If you sell a property, your liability is more extensive as you may face a lawsuit called “Breach of Contract”. This lawsuit claims that the buyer had a valid contract with you and for whatever reason; you have decided not to sell it to him. The easiest way to overcome this potential problem is to have your contract reviewed by a lawyer and have clauses that protect the closing date, for example, the buyer will have to close on or before a specific date. If the buyer fails to do so, you have a breach of contract by the buyer but your remedy is up to their deposit unless you suffered additional financial loss in the transaction that did not close. Always get as large a deposit as possible from a buyer, usually at least 3% to 5% or a minimum of $2,000.
3. The fear of doing something illegal without knowing it.
This can be a well-founded fear for beginners. It’s best to resolve the issue by having a lawyer, not another investor, look into what you’re doing. The advantage for the lawyer is that you will place him as the closing agent. They’ll likely draft the contract for you, but that can be cumbersome if you’re meeting a buyer or seller and want to close the deal. Always hire a solicitor who does property closings as a core business, not a GP. You will find that although each agreement varies slightly, the actual number of contract terms that vary from contract to contract is very small.

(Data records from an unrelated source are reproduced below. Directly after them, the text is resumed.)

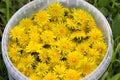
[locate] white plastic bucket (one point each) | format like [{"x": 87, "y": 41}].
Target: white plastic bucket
[{"x": 36, "y": 5}]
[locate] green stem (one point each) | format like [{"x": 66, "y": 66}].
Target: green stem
[{"x": 8, "y": 12}]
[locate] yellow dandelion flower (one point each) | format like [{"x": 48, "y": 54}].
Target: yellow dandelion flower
[
  {"x": 72, "y": 74},
  {"x": 95, "y": 35},
  {"x": 50, "y": 76},
  {"x": 87, "y": 67},
  {"x": 100, "y": 46},
  {"x": 20, "y": 65},
  {"x": 16, "y": 32},
  {"x": 49, "y": 26},
  {"x": 34, "y": 36},
  {"x": 26, "y": 23},
  {"x": 55, "y": 10},
  {"x": 48, "y": 36},
  {"x": 28, "y": 71},
  {"x": 43, "y": 54},
  {"x": 13, "y": 51},
  {"x": 71, "y": 23},
  {"x": 74, "y": 58},
  {"x": 24, "y": 40},
  {"x": 29, "y": 60},
  {"x": 41, "y": 17},
  {"x": 42, "y": 69},
  {"x": 33, "y": 47},
  {"x": 61, "y": 30},
  {"x": 93, "y": 54},
  {"x": 82, "y": 48},
  {"x": 60, "y": 70},
  {"x": 33, "y": 76},
  {"x": 80, "y": 15},
  {"x": 78, "y": 34},
  {"x": 64, "y": 45}
]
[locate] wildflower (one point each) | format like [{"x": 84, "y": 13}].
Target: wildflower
[
  {"x": 74, "y": 58},
  {"x": 54, "y": 55},
  {"x": 82, "y": 48},
  {"x": 50, "y": 76},
  {"x": 26, "y": 23},
  {"x": 55, "y": 10},
  {"x": 29, "y": 60},
  {"x": 41, "y": 17},
  {"x": 100, "y": 46},
  {"x": 33, "y": 47},
  {"x": 72, "y": 74},
  {"x": 42, "y": 69},
  {"x": 43, "y": 55},
  {"x": 64, "y": 45},
  {"x": 87, "y": 67},
  {"x": 35, "y": 77},
  {"x": 48, "y": 36},
  {"x": 95, "y": 35},
  {"x": 93, "y": 54},
  {"x": 56, "y": 44},
  {"x": 71, "y": 24},
  {"x": 61, "y": 30},
  {"x": 60, "y": 70},
  {"x": 16, "y": 32},
  {"x": 78, "y": 34}
]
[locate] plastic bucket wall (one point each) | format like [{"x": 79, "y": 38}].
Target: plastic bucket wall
[{"x": 36, "y": 5}]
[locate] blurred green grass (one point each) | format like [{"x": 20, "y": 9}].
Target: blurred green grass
[{"x": 110, "y": 9}]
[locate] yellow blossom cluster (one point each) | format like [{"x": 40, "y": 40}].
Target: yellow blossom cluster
[{"x": 57, "y": 44}]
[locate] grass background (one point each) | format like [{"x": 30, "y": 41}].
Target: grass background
[{"x": 110, "y": 9}]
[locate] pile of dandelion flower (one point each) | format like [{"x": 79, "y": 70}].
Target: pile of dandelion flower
[{"x": 57, "y": 43}]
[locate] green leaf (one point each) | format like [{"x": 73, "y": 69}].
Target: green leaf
[
  {"x": 116, "y": 26},
  {"x": 116, "y": 77}
]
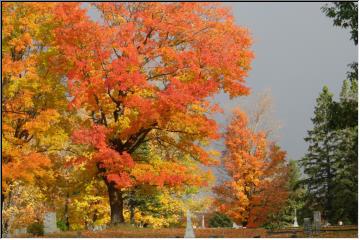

In summary, your ability to draft purchase and sales contracts is very powerful and must be mastered. This first requires you to read and understand a standard contract for your state and local municipalities if they are also required. You don’t need a real estate agent to write a contract and it is not illegal for you to write a contract despite what many real estate agents may tell you. Always have a lawyer review what you are doing and pay them by making them the closing agent for the deal if possible. If the opposing party to the contract chooses the closing agent, ask them to follow the agreement and explain that you will use it on the next contract where you control the choice of closing agent.